Well, I’m not a “real” musician in a virtuoso kind of way. And my live acts are basically live-dub-mixing sessions, I don’t play instruments in front of people. But on the other hand, the one instrument I play well is my studio and I don’t need to be a virtuous player because I can press the pause button in my DAW and change every bit until it sounds good to me.

There still is improvisation though as I do record long takes of some things and just use what's best. Also leaving in “mistakes” when it makes sense. Improv vs Composition is a bit black and white thinking. I operate in the mist in between, navigating with my ears.

How do you see the relationship between the 'sound' aspects of music and the 'composition' aspects? How do you work with sound and timbre to meet certain production ideas and in which way can certain sounds already take on compositional qualities?

In the usually harmonically under-complex world of dance music - sound plays a big role, not only when it comes to aesthetics but also in a simple technical way.

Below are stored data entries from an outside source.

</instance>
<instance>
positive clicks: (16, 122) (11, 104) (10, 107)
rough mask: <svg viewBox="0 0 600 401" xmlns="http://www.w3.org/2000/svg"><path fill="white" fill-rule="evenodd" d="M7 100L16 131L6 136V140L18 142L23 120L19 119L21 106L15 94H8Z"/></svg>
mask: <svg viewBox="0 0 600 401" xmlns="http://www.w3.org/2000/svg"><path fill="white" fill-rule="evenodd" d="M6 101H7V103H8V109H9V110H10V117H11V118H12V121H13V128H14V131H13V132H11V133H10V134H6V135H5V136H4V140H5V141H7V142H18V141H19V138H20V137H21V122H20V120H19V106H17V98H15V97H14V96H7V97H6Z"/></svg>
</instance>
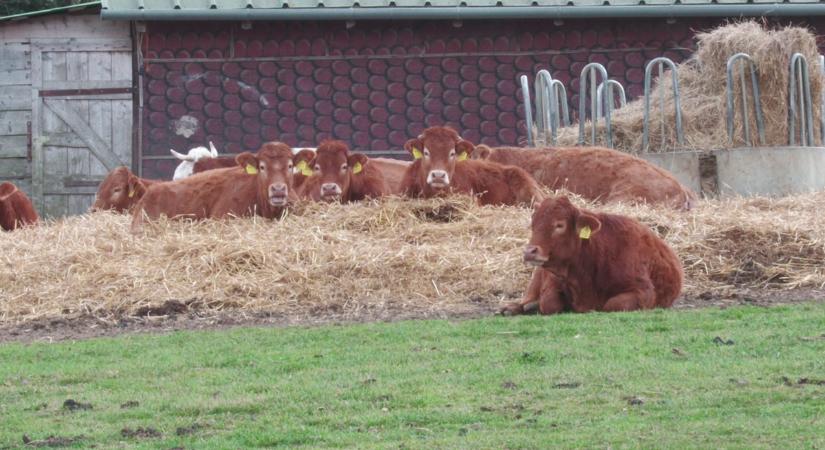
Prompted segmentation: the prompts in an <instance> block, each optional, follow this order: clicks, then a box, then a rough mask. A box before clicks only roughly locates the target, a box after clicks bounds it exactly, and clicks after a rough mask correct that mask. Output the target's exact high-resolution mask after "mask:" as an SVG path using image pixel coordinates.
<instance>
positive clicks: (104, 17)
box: [100, 2, 823, 21]
mask: <svg viewBox="0 0 825 450" xmlns="http://www.w3.org/2000/svg"><path fill="white" fill-rule="evenodd" d="M822 12H823V5H822V4H821V3H819V2H817V3H766V4H754V3H750V4H719V3H716V4H702V5H685V4H680V5H616V6H612V5H599V6H450V7H441V6H425V7H397V6H396V7H346V8H338V7H326V8H267V9H260V8H257V9H256V8H245V9H229V10H226V9H208V10H185V9H177V10H145V9H140V10H110V9H108V8H105V7H104V8H103V9H102V10H101V14H100V15H101V18H102V19H104V20H146V21H151V20H163V21H165V20H192V21H201V20H216V21H217V20H226V21H238V20H250V21H253V20H287V21H292V20H322V21H323V20H427V19H429V20H482V19H593V18H657V17H660V18H675V17H759V16H767V17H777V16H779V17H794V16H796V17H799V16H810V15H820V14H822Z"/></svg>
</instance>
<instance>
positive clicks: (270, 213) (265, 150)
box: [132, 142, 298, 233]
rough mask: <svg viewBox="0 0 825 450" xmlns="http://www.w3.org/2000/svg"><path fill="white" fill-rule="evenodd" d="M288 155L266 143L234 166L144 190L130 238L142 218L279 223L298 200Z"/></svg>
mask: <svg viewBox="0 0 825 450" xmlns="http://www.w3.org/2000/svg"><path fill="white" fill-rule="evenodd" d="M293 158H295V155H293V153H292V150H291V149H290V148H289V146H287V145H286V144H283V143H280V142H267V143H265V144H264V145H263V146H262V147H261V148H260V149H259V150H258V153H256V154H252V153H249V152H244V153H241V154H239V155H238V156H237V157H236V158H235V159H236V161H237V166H236V167H232V168H226V169H216V170H210V171H207V172H203V173H199V174H195V175H193V176H191V177H188V178H184V179H182V180H177V181H168V182H163V183H157V184H154V185H152V186H150V187H149V189H148V190H147V191H146V194H145V195H144V196H143V198H142V199H141V200H140V202H139V203H138V205H137V207H136V208H135V210H134V213H133V219H132V232H134V233H138V232H140V231H141V229H142V225H143V222H144V220H145V219H146V218H148V219H156V218H158V217H160V216H161V215H165V216H167V217H170V218H191V219H205V218H221V217H227V216H236V217H239V216H251V215H256V214H257V215H259V216H263V217H266V218H270V219H272V218H278V217H280V216H281V215H282V214H283V212H284V210H285V209H286V207H287V205H288V204H289V203H290V202H292V201H295V200H296V199H297V198H298V197H297V195H296V194H295V191H294V189H293V185H292V183H293V170H292V169H293Z"/></svg>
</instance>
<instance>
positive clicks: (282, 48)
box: [0, 0, 825, 216]
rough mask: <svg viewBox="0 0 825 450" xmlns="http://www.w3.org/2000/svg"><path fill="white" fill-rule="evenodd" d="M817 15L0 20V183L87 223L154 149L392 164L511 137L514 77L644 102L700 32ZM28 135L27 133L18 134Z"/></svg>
mask: <svg viewBox="0 0 825 450" xmlns="http://www.w3.org/2000/svg"><path fill="white" fill-rule="evenodd" d="M821 8H822V5H821V4H820V2H817V1H813V2H796V1H794V2H790V3H772V2H771V3H765V2H761V1H750V0H728V1H724V2H717V1H716V0H695V1H694V0H692V1H690V2H686V1H678V0H652V1H650V0H647V1H645V0H613V1H601V0H573V1H561V0H534V1H527V0H497V1H493V0H469V1H468V0H463V1H460V2H457V1H455V0H449V1H443V0H423V1H422V0H390V1H387V0H327V1H324V0H311V1H310V0H278V1H275V0H221V1H216V0H108V1H102V2H90V3H88V4H84V5H82V6H80V7H72V8H62V9H58V10H52V11H47V12H45V13H38V14H29V15H23V16H18V17H12V18H2V19H0V43H2V61H3V67H2V68H1V70H0V179H11V180H13V181H16V182H19V183H20V184H21V185H22V186H23V187H24V189H26V190H27V191H28V192H30V193H31V194H32V196H33V198H34V200H35V202H36V203H37V205H38V207H39V209H40V210H41V211H42V212H43V213H44V215H47V216H62V215H66V214H75V213H80V212H83V211H85V209H86V207H88V205H89V204H90V203H91V201H92V197H93V194H94V192H95V188H96V185H97V183H98V182H99V181H100V179H101V178H102V176H103V174H105V173H106V171H107V170H108V169H110V168H111V167H113V166H116V165H120V164H125V165H130V166H131V167H132V169H133V170H135V171H136V172H138V173H140V174H141V175H142V176H144V177H150V178H167V179H168V178H170V177H171V174H172V172H173V170H174V167H175V164H176V161H175V160H174V159H172V157H171V156H170V154H169V149H170V148H174V149H177V150H186V149H188V148H191V147H194V146H197V145H203V144H204V143H205V142H207V141H212V142H214V143H215V145H216V146H217V147H218V149H219V150H220V151H221V152H222V153H237V152H240V151H242V150H244V149H254V148H257V147H258V146H259V145H260V143H261V142H264V141H267V140H273V139H277V140H281V141H284V142H286V143H288V144H290V145H293V146H314V145H315V144H316V143H317V142H318V141H319V140H321V139H324V138H336V139H342V140H344V141H346V142H348V143H350V145H351V146H352V148H354V149H356V150H360V151H367V152H372V153H373V154H378V155H385V156H397V157H403V154H404V153H403V152H402V151H401V148H402V145H403V143H404V142H405V141H406V140H407V139H408V138H409V137H410V136H415V135H417V134H418V133H419V132H420V131H421V130H422V129H424V128H425V127H427V126H430V125H442V124H446V125H450V126H453V127H455V128H457V129H459V130H461V133H462V135H463V136H464V137H465V138H467V139H470V140H472V141H475V142H480V143H485V144H490V145H518V144H520V143H523V142H524V139H525V124H524V112H523V109H522V106H521V102H520V92H519V91H518V77H519V76H521V75H522V74H528V75H529V76H531V77H532V76H533V75H534V74H535V73H536V71H537V70H539V69H549V70H551V72H552V73H553V76H554V77H555V78H557V79H559V80H561V81H562V82H563V83H564V84H565V85H566V86H567V87H568V94H569V96H570V99H569V102H570V104H571V105H574V104H576V102H577V101H578V76H579V73H580V71H581V69H582V68H583V67H584V65H586V64H587V63H589V62H600V63H602V64H604V65H605V67H606V68H607V70H608V72H609V74H610V76H611V77H612V78H614V79H616V80H618V81H619V82H621V83H622V84H623V85H625V86H626V88H627V91H628V97H629V98H633V97H637V96H639V95H640V94H641V92H642V83H643V73H644V67H645V64H646V62H647V61H648V60H650V59H652V58H654V57H658V56H663V55H664V56H668V57H670V58H671V59H673V60H674V61H676V62H679V61H682V60H684V59H685V58H687V57H688V56H689V55H690V54H691V52H692V50H693V48H694V41H693V36H694V34H695V32H696V31H697V30H702V29H707V28H710V27H713V26H716V25H719V24H721V23H723V22H725V21H727V20H729V19H730V18H736V17H742V16H769V17H771V20H776V21H778V22H783V23H784V22H793V23H797V24H804V25H808V26H810V27H812V28H814V29H818V30H819V29H825V20H823V19H821V18H819V17H817V15H816V12H817V11H819V10H821ZM29 124H30V125H29Z"/></svg>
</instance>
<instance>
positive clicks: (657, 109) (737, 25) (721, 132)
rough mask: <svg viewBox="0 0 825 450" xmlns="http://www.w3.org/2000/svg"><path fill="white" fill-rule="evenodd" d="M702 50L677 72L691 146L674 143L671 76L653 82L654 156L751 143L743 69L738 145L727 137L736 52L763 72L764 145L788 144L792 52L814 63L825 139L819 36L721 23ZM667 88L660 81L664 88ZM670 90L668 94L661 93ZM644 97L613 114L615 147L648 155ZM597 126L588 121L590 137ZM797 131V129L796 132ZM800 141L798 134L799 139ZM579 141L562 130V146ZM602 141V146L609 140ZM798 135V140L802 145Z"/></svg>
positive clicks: (739, 111) (754, 131) (652, 137)
mask: <svg viewBox="0 0 825 450" xmlns="http://www.w3.org/2000/svg"><path fill="white" fill-rule="evenodd" d="M696 40H697V50H696V52H695V53H694V54H693V56H692V57H691V58H690V59H689V60H687V61H685V62H684V63H682V64H679V65H678V66H677V67H678V77H679V86H680V91H681V102H682V126H683V129H684V134H685V145H684V146H680V145H679V144H678V142H677V139H676V130H675V123H676V122H675V109H674V104H673V99H672V95H671V88H670V83H671V75H670V71H665V73H664V75H663V79H662V80H659V79H658V78H656V79H655V80H654V82H653V87H652V94H651V100H650V108H651V109H650V118H651V120H650V150H649V151H650V152H664V151H672V150H677V149H690V150H711V149H719V148H732V147H741V146H744V145H745V140H744V134H743V131H742V120H741V117H742V115H741V114H742V111H741V104H742V100H741V86H740V84H739V82H738V74H739V67H740V66H739V64H737V68H736V69H735V70H734V82H735V83H734V86H735V90H734V108H735V111H736V112H735V114H736V115H735V118H736V119H735V122H734V125H735V127H734V128H735V129H734V142H733V143H731V142H730V140H729V139H728V134H727V128H726V122H725V117H726V98H725V83H726V81H725V80H726V65H727V60H728V58H730V57H731V56H732V55H734V54H736V53H739V52H744V53H747V54H749V55H750V56H751V58H753V60H754V62H755V63H756V65H757V70H758V72H759V88H760V96H761V104H762V111H763V116H764V123H765V138H766V145H787V143H788V121H787V120H788V119H787V118H788V75H789V64H790V58H791V56H792V55H793V54H794V53H797V52H799V53H802V54H803V55H805V57H806V58H807V60H808V70H809V73H810V81H811V100H812V103H813V114H814V129H815V130H814V139H815V142H820V130H819V118H820V115H821V114H820V108H819V102H820V98H821V92H822V82H823V77H822V73H821V67H820V64H819V49H818V47H817V44H816V36H815V34H814V33H812V32H811V31H809V30H808V29H806V28H802V27H798V26H788V27H784V28H776V29H770V28H769V27H768V26H767V25H766V24H765V23H764V22H756V21H745V22H740V23H734V24H730V25H726V26H722V27H719V28H716V29H713V30H711V31H708V32H705V33H699V34H697V35H696ZM654 74H655V72H654ZM746 75H747V76H746V84H748V87H747V88H746V89H747V96H748V98H749V99H751V100H750V101H749V105H751V104H752V99H753V92H752V89H751V88H750V87H749V86H750V75H749V74H748V72H746ZM660 83H662V84H660ZM662 88H664V89H662ZM663 93H664V105H665V107H664V111H665V112H664V116H665V124H666V125H665V127H664V130H663V129H662V126H661V108H660V105H661V102H662V94H663ZM748 116H749V122H750V130H751V135H752V137H751V139H752V140H753V141H754V143H757V142H758V141H757V132H756V118H755V117H756V114H755V112H754V110H753V108H752V106H749V111H748ZM643 118H644V97H640V98H638V99H636V100H634V101H632V102H630V103H628V104H627V105H626V106H625V107H624V108H622V109H620V110H617V111H615V113H614V114H613V122H612V123H613V132H614V137H613V145H614V147H615V148H616V149H618V150H622V151H626V152H630V153H639V152H641V151H642V130H643V126H644V122H643ZM591 126H592V124H591V123H590V122H589V121H588V122H586V123H585V129H586V136H589V133H590V127H591ZM596 128H597V131H598V133H600V134H601V135H602V136H603V134H604V122H603V121H601V122H599V124H598V125H597V127H596ZM798 129H799V127H797V133H798ZM797 136H798V135H797ZM577 139H578V125H575V126H572V127H565V128H563V129H561V130H560V131H559V139H558V141H559V145H575V143H576V141H577ZM601 139H602V141H600V144H601V145H604V141H603V137H602V138H601ZM798 141H799V138H798V137H797V142H798Z"/></svg>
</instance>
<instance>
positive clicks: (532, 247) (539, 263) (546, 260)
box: [524, 245, 548, 266]
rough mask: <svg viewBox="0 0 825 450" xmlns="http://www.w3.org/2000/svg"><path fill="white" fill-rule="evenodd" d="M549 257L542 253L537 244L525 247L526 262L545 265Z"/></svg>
mask: <svg viewBox="0 0 825 450" xmlns="http://www.w3.org/2000/svg"><path fill="white" fill-rule="evenodd" d="M547 260H548V258H547V257H546V256H543V255H542V254H541V249H540V248H539V247H538V246H537V245H528V246H527V247H525V248H524V263H525V264H528V265H531V266H543V265H544V263H546V262H547Z"/></svg>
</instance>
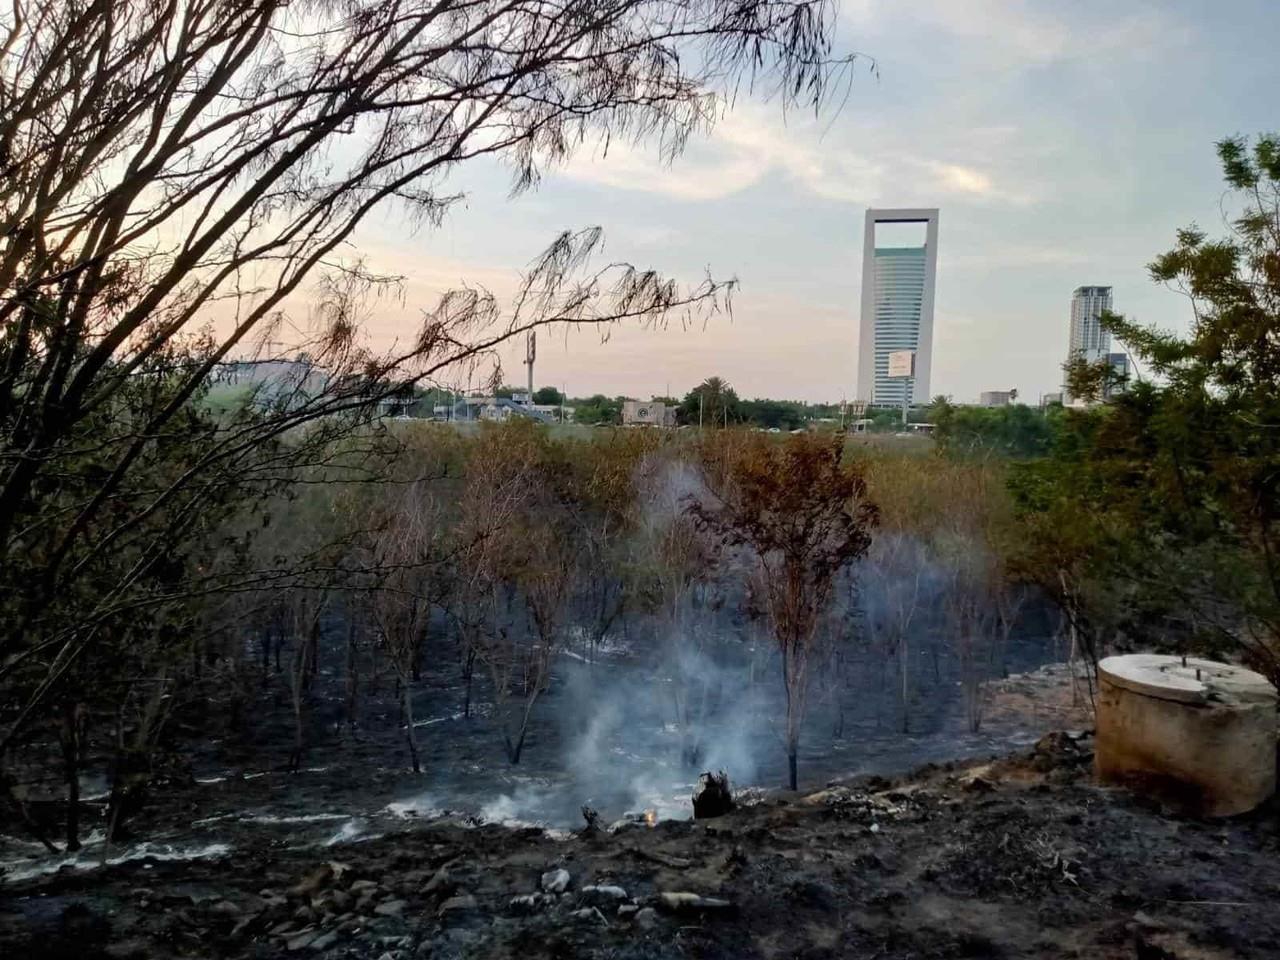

A recording needs to come through on a club system. The coolest track won’t work if it doesn’t have this quality. I’m not saying that everything needs to be pumping sterile tech house now, also lofi recordings can have that impact. Good mastering & mixing is essential. Most of my sounds come from slightly edited presets on old synthesizers and drum machines. My tracks probably wouldn’t really work otherwise.

Our sense of hearing shares intriguing connections to other senses. From your experience, what are some of the most inspiring overlaps between different senses - and what do they tell us about the way our senses work? What happens to sound at its outermost borders?

I haven’t really invested time exploring this metaphysical side of listening to music. I’ll probably look into it in a couple of years. So far my sense of hearing on its own has kept me busy enough :)

In a cold way of looking at it, it is all about projection. What people project into a certain artist / release ultimately determines how they receive it. The internal auto-complete / fantasy-addiction protocol feeds from that. I guess visuals are important as well as a certain aura of cool or legend. Bigger record labels recruit armies of promo and marketing people to manufacture or emphasize such characteristics for their artists.

Art can be a purpose in its own right, but it can also directly feed back into everyday life, take on a social and political role and lead to more engagement. Can you describe your approach to art and being an artist?

I’m still in the process of finding out if what I do is actually art or simple (also complicated) craftsmanship. I’m making a living from my ideas and I don’t have to compromise a lot. Which is a privileged situation and I’m thankful for that. It all fell into place as if it was meant to be. I’ve been working normal jobs before and it didn’t bother me at the time. So making a living as a recording artist was always a dream but never a goal.

It is remarkable, in a way, that we have arrived in the 21st century with the basic concept of music still intact. Do you have a vision of music, an idea of what music could be beyond its current form?

I don’t know. There have always only been 12 notes and that hasn’t kept people from coming up with new stuff. NFTs / blockchains will revolutionize the music business in the next years, regarding the way royalties will be handled.